I liked this book very much! Even tho' we lived there (5 years plus many visits) long after her childhood memories, many details and vocabulary about everyday life were very familiar.
I first heard about it on a late-night NPR interview with the author, but didn't catch her name or the exact title, so quite a search! A personal connection was the girls staying for some time in Charlbury, not far from where we lived and visited friends there, altho it must have changed a lot.
Like others, i've read a lot about WW2, but this was such a meaningful and personal family story that it made their lives come alive to me. Pam Hobbs had an amazing memory altho she said talking with others helped spark memories she didn't know she still carried.

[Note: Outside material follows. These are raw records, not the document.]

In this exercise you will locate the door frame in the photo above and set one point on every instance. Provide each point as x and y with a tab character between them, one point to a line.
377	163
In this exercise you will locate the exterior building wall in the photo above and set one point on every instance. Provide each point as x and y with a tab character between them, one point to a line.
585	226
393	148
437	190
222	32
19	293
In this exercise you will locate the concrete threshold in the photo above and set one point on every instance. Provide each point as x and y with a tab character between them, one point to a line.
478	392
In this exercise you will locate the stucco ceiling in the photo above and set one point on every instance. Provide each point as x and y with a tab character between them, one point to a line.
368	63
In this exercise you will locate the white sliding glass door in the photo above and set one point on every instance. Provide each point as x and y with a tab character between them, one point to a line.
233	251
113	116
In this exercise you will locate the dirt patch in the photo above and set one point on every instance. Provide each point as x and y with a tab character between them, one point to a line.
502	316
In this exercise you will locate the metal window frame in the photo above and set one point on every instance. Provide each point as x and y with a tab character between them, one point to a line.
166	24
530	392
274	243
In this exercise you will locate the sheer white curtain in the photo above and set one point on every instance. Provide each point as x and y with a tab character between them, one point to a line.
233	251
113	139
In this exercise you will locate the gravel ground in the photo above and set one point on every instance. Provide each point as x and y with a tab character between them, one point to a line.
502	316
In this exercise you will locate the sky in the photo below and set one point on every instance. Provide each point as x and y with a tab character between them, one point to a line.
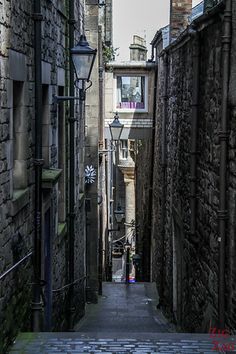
141	17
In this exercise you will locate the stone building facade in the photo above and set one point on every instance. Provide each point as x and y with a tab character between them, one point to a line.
192	260
17	167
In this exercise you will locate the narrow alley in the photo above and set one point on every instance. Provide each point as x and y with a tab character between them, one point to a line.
125	320
117	177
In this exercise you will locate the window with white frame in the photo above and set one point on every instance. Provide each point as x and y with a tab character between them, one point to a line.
131	93
123	149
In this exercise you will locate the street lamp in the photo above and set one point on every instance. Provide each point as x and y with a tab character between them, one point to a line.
127	247
81	60
116	128
83	57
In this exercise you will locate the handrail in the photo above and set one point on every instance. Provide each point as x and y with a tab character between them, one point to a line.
68	285
2	276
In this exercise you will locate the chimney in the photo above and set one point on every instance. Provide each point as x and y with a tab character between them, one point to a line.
180	11
138	50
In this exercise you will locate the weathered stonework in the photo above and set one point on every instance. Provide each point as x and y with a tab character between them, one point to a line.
187	271
17	206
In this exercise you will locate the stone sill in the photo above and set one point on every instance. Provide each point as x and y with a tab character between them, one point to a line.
19	201
62	229
62	10
50	177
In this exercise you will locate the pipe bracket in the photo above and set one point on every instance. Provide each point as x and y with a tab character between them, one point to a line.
72	119
37	16
38	162
222	214
72	21
223	135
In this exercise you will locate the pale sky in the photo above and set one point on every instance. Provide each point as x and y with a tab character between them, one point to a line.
141	17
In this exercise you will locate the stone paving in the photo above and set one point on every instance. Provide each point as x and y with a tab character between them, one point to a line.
124	321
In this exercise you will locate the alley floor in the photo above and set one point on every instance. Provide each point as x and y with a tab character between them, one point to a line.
124	321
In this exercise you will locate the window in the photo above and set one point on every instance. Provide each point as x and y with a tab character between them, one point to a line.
131	93
46	126
61	158
123	149
19	137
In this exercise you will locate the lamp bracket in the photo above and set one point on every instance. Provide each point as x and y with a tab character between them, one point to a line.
57	99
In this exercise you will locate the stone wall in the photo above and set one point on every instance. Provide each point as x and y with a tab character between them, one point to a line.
187	270
17	206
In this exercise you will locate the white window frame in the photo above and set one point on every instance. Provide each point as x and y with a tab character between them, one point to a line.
124	149
130	110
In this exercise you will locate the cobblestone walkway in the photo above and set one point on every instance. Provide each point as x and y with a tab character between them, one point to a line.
124	321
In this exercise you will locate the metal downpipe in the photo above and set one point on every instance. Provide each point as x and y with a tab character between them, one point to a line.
149	260
71	308
163	171
101	161
38	163
194	134
223	138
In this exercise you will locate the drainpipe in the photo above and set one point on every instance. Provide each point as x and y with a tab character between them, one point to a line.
101	161
194	134
223	138
152	165
163	168
38	163
72	119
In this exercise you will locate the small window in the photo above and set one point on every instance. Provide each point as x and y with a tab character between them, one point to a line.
123	149
19	137
131	92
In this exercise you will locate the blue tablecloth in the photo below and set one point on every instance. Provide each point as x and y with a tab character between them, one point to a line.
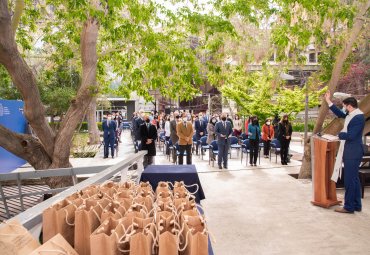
171	173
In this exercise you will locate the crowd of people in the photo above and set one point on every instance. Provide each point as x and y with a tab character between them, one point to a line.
183	128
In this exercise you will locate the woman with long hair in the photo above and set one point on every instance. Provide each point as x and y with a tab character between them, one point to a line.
285	131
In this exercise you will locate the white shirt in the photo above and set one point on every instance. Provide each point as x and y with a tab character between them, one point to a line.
167	128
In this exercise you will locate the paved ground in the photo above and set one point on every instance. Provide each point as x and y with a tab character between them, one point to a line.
263	210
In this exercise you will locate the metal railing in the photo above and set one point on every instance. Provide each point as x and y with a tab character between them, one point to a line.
33	216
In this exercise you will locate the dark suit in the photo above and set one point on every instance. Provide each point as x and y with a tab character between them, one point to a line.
283	132
223	143
109	129
352	156
174	138
148	131
200	127
138	122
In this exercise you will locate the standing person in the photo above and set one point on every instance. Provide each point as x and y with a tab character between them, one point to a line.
229	119
138	122
267	135
275	124
167	132
173	134
200	129
238	126
185	133
350	151
223	131
148	134
254	134
211	131
109	128
285	131
133	125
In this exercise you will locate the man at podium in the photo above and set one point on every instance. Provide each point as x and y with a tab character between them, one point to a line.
350	151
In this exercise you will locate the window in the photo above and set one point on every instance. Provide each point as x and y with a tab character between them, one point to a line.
312	58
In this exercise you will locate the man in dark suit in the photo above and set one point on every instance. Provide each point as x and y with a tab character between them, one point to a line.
185	133
109	128
223	131
173	134
200	129
148	134
353	151
138	122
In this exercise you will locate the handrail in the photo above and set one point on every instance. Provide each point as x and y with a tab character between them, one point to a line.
33	216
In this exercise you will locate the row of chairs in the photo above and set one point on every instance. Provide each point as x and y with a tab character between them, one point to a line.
235	144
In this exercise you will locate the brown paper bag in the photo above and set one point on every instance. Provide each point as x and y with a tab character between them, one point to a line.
195	236
110	237
103	241
86	221
59	218
144	241
184	204
56	245
109	189
15	239
145	189
162	187
168	230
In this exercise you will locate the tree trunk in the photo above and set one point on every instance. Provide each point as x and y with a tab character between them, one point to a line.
24	80
48	151
333	128
94	136
306	171
84	96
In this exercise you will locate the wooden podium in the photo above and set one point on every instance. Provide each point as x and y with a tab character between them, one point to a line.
323	160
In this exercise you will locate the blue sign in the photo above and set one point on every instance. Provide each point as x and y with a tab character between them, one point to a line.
11	117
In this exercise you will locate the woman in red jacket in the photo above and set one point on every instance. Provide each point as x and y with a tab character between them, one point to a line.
267	136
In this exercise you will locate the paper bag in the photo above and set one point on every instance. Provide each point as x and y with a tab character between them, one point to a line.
56	245
15	239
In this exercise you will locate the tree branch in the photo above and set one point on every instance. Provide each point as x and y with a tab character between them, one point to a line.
26	147
18	11
24	80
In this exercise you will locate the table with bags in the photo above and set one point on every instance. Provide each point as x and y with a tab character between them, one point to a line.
118	218
188	174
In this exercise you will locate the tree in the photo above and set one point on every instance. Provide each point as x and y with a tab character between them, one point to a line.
97	37
333	26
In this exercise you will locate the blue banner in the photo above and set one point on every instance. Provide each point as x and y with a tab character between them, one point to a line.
11	117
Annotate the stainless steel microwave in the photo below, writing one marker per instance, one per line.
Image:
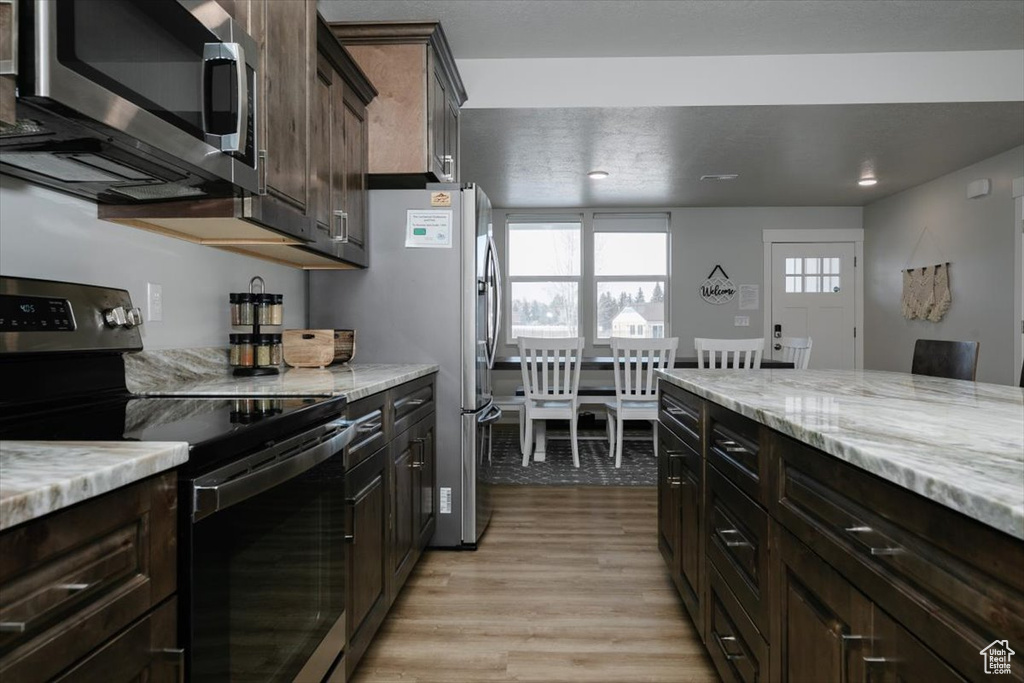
(125, 101)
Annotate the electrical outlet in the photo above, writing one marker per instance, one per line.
(155, 302)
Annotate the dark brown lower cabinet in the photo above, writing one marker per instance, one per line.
(808, 568)
(822, 625)
(366, 487)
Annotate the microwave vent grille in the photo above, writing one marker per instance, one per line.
(161, 191)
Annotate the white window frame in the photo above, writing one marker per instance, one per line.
(666, 280)
(520, 218)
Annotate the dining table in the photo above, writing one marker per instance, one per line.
(606, 363)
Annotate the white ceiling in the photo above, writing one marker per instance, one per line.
(485, 29)
(786, 155)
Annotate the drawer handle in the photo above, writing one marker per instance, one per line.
(730, 446)
(723, 535)
(722, 640)
(369, 427)
(878, 552)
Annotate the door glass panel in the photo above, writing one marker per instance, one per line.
(151, 53)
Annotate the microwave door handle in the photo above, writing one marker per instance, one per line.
(235, 53)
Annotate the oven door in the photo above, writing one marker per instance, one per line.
(179, 76)
(265, 587)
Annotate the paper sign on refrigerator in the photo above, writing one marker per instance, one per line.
(428, 228)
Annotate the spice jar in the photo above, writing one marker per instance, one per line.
(261, 346)
(276, 309)
(276, 353)
(263, 304)
(242, 308)
(241, 350)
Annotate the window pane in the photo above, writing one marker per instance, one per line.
(631, 309)
(545, 309)
(631, 253)
(544, 249)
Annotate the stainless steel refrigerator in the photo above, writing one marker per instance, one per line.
(431, 294)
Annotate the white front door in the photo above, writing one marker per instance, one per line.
(813, 289)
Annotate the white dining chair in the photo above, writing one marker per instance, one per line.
(634, 363)
(551, 385)
(797, 350)
(731, 353)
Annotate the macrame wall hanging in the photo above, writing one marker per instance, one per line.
(926, 290)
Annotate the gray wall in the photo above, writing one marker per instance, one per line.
(48, 235)
(977, 237)
(701, 238)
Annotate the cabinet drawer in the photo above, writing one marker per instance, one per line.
(737, 545)
(680, 413)
(735, 646)
(371, 435)
(72, 580)
(734, 447)
(146, 651)
(412, 401)
(906, 553)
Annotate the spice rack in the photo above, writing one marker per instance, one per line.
(255, 352)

It was refreshing to learn more about ordinary, low-income people's lives, including both before and after the war rather than the many, many titles about the royals! I have a frame of patriotic war postcards from this era, so many of the sayings were familiar.
So sad how the selection process occurred --similar to how awful it must have been poor, homeless USA city children/ orphans were sent west on trains to be permanently adopted.
I listened to it on Overdrive, but wanted to see photos, so ordered a used paperback hoping it would include them, but no luck. altho glad to read author's notes, etc. Actually, i don't even know if the front and back cover photos were of these 2 girls and then their entire family --will try to research online.